I'm a bit stuck on designing a color detection system - I can't quite figure out a way to do it easily.
-
Basically, I have a library of images, that I want to sort by color. So if the user specifies 'sort by blue', then the most blue images will appear at the top of the results, with the least blue appearing at the bottom.
The problem is that the images aren't all one color, so it is doing two things at the same time:
1 - finding the bluest part of the image
2 - ranking this blue color (based on color hue and amount of this color).
I've tried about 3 or 4 different approaches, with varying results - none work well though, and 2 of these were quite mathematical algorithms (which all work much better on paper than in practice haha).
-
What different ways could I go about the whole process? I'm probably missing some really obvious ways it could work - any help or ideas would be much appreciated :)
-
EDIT: Thanks for all the responses - here's what I've tried so far:
getting the average rgb value for the whole image and comparing it to blue. Comparing was done using normalised rgb 3 space vectors and finding distances between them. This works the least well, an image with no blue could easily appear above an image with partial very strong blue.
finding the dominant color and comparing it to blue (again using 3 space vector distances). This didn't work as there might have been a large blue section of the image that wasn't the most (or in the top couple) of dominant color sections.
finding pixels that are close to blue, averaging all of these and comparing the answer to actual blue.
finding all the pixels that are close to blue, incrementing a count and finding a percentage based on count/total pixels.
Do you really need to find the bluest part of the image? Why not just rank the "blueness" of an image as the average blue-component value for all pixels?
Another possibility would be to find the density of pixels that pass a threshold, or minimum blue value necessary to qualify as a blue pixel.
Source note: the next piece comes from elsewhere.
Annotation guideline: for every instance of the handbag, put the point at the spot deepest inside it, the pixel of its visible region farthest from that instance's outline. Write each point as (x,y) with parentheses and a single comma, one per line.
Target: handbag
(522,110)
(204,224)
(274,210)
Two thoughts come to mind:
Cheap version: convert images to HSV color space, and for each pixel compute
cos(H - target_hue)
or a reasonable approximation (for blue,target_hue
would be 240 degrees), multiply by saturation, and average that quantity over all of the pixels in the image. High values are best. Note that colors that are closer to yellow than to blue have "negative blueness", and that black, white, and pure gray have equally "zero blueness". Note that you really want HSV, not HSL, in this situation, because the "S" in HSL doesn't map well to perceptual saturation. For example, the color #f8f8ff (RGB 248, 248, 255) has a saturation of 100% in HSL (i.e. a pure blue), but it looks nearly white. The same color in HSV has an "S" coordinate of only 3%, which is reasonable.Less cheap version: convert images to CIELAB color space, discard L, and compute the distance in a*b* space between each pixel and the target color, then average or RMS over each pixel. Low values are best.
I think to measure "blueness" you'll need to take all three components into account, not just the blue. Just for example, [255,255,255] is pure white, not blue -- but [0, 0, 30] is pure blue, even though its blue component is much lower in value.
Alternatively, you could convert to something like HSL or HSV, in which case the "blueness" should be a bit simpler to measure (hue and saturation only).
I'd google for an algorythm for creating 256 colour palettes from 24bit images (see http://en.wikipedia.org/wiki/Color_quantization for more info) then see which colours in this palette dominate if the image was mapped to it. ie, running a tally for each 256 palette entry of how many pixels get mapped into it.
notes, you of course don't need the whole 256, it's just saying 256 to help explain my thinking. also by directly studying the algorythim for this palette generation might directly give you an answer.
I would say to take the average of the RGB value itself over the whole picture. I would say that the pseudo below should give you the "average blue" of the picture.
If this doesn't work out; then I would think that you would need to rank a "blue" pixel as being higher/lower weighted based on the G/B values. Then add up your weighted value(s) and compare those.
If you have one pixel, I'd say its blueness in terms of RGB is the the value of B / (R + G + B), so 1 is totally blue and 0 is not blue at all and white is 1/3 blue. (Watch out for black, which is a special case.) And the blueness of an image is the average blueness of its pixels. And if that's too costly, just take the average of a fixed number of randomly-chosen pixels.